4. Search the major platforms

  • YouTube/TikTok/Instagram: Try searching for your city/region name with keywords like “news,” “update,” or “explained.”
  • Twitter/Bluesky/Mastodon: Scan hashtags tied to your city.
  • Newsletters: Search platforms like Substack, Beehiiv, or Ghost for your city or region name. Local Facebook groups may also surface newsletter publishers.

5. Get help

Organizations like Project C (Disclosure: Project C helped create this guide) and Adriana Lacy Consulting conduct ecosystem scans and can support journalism funders in identifying, mapping, and evaluating creator journalists in your community. Partnering with us can help ensure your funding reaches both established outlets and the new wave of journalists reshaping the local information landscape.

▶️ Use the spreadsheet template linked here and above to start curating your list. 

Evaluating credibility

Once you’ve surfaced potential creator journalists, evaluate them against the Trust & Credibility framework and checklist.
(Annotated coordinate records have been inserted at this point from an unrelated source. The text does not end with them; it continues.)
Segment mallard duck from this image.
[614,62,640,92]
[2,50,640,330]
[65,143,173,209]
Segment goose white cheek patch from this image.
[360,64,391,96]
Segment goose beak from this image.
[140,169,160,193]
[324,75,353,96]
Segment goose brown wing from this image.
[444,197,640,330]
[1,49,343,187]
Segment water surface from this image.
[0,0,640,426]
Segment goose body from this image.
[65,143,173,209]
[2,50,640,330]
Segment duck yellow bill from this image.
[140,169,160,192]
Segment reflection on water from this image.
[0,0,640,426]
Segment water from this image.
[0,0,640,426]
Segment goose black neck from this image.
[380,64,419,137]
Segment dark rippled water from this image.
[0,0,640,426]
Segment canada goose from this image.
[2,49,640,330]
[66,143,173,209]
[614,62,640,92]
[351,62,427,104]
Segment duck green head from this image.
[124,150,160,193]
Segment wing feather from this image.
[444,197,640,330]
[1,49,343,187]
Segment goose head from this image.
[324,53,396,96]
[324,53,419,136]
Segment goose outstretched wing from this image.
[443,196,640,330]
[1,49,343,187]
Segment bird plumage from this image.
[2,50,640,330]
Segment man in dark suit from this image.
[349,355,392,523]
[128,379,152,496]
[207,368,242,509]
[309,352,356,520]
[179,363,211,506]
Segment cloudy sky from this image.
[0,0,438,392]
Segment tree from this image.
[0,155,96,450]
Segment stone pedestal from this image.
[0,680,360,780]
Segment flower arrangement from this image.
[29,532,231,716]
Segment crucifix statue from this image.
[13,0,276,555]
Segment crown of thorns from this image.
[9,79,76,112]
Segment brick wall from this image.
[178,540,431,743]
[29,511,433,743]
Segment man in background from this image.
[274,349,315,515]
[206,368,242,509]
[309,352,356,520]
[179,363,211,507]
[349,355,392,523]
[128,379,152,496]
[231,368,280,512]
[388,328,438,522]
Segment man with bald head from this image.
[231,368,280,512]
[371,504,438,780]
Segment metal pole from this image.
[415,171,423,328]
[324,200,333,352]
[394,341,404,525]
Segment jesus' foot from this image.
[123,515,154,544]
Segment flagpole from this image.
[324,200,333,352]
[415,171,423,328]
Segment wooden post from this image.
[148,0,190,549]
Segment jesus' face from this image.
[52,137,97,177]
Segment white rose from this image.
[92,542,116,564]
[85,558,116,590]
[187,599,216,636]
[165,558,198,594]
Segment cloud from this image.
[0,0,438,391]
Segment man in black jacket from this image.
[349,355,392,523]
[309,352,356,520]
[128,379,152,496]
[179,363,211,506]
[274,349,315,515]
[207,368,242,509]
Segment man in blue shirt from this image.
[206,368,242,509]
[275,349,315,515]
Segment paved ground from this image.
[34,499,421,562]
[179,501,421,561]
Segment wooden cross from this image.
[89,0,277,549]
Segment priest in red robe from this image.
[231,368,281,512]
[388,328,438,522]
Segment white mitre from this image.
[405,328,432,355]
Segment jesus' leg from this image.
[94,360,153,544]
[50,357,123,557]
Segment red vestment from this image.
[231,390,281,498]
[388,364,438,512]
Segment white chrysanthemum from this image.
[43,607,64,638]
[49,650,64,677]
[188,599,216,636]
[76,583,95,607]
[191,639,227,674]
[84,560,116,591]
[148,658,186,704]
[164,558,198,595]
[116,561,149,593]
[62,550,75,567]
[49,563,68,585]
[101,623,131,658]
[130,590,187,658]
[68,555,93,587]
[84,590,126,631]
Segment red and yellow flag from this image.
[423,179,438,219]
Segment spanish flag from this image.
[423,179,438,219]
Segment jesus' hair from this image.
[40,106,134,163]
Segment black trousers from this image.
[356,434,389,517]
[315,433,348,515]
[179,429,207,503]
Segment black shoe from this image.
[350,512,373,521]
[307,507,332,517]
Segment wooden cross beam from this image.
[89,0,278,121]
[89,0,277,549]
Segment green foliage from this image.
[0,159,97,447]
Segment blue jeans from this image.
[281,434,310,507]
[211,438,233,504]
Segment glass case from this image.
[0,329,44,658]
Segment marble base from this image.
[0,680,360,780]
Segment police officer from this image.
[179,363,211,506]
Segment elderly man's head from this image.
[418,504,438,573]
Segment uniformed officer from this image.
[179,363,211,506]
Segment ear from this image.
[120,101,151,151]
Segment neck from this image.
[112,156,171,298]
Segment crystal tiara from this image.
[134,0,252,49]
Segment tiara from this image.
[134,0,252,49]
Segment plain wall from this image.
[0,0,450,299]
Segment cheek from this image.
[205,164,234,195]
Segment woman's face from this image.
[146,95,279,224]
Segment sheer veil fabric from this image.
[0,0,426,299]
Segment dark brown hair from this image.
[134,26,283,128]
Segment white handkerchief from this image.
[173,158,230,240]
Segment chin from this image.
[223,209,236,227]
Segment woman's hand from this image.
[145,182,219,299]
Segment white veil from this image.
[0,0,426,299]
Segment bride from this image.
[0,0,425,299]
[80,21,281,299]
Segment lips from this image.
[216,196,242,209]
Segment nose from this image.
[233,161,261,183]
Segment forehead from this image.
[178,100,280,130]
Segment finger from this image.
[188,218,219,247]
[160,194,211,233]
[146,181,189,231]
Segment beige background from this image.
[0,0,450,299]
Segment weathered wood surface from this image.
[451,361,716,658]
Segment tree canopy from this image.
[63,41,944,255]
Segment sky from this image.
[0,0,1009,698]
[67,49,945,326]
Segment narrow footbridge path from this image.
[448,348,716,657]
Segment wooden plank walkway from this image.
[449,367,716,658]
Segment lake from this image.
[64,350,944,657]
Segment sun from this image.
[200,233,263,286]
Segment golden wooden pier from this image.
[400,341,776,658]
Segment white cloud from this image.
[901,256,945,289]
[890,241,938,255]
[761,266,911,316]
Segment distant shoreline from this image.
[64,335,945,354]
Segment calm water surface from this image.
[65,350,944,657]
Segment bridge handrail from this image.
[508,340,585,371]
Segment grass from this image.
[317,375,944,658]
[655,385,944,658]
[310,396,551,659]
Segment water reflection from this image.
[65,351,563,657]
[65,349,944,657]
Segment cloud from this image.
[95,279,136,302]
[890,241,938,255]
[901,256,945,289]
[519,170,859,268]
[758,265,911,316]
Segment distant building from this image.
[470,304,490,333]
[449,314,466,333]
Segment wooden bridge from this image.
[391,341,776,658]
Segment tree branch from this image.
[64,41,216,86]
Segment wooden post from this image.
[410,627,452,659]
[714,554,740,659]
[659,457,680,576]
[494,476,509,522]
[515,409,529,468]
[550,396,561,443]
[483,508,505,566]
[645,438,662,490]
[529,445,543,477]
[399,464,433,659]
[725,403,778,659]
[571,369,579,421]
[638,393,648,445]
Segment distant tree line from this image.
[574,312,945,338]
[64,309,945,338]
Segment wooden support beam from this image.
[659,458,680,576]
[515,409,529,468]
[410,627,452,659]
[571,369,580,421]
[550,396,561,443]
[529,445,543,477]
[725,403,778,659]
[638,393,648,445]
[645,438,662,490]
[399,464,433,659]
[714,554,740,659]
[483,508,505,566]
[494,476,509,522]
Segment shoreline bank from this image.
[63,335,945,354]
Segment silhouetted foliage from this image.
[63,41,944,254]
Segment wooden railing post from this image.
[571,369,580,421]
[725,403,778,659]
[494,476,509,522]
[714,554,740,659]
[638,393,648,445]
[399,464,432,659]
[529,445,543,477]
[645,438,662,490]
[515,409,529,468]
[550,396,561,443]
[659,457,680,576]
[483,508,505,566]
This framework highlights “green flags,” “yellow flags,” and “red flags” for evaluating whether a creator is practicing journalism responsibly.

Bottom line: By investing in creator-model journalists alongside legacy institutions, funders can strengthen the full spectrum of local news and information, ensuring communities are better informed, more connected, and more resilient.

Appendix: Sample survey/interview questions

About information sources

1. When you want to know what’s happening in your community, to who or where do you turn first?

2. Are there newsletters, podcasts, YouTube channels, TikTok/Instagram accounts, or other sources you regularly follow for local information? Please list them.

3. Which of these sources do you trust most – and why?

About format and platforms

4. What places do you find yourself most often getting local information from? Email newsletters, TikTok, YouTube, Instagram, Facebook, podcasts, local print, etc.?

5. Are there any new places where you’re seeing more local information?

About voices and coverage

6. Are there individuals or small teams producing local information who stand out to you as especially useful or trustworthy?

7. Are there things the local news gets wrong about people like you or about things in your life? Are there social media accounts, online influencers or newsletters that do a better job covering those things?

About influence and reach

8. Have you ever shared or recommended local content from online accounts to friends, family, or neighbors? If yes, from whom?

9. Which people or organizations seem to have the biggest following or influence in your community? This might include a news organization, a prominent figure in the community, or someone with an online following.

Open-ended

10. Who else should we know about? Are there accounts, influencers, newsletters, or organizations we should check out that are doing important work in your community?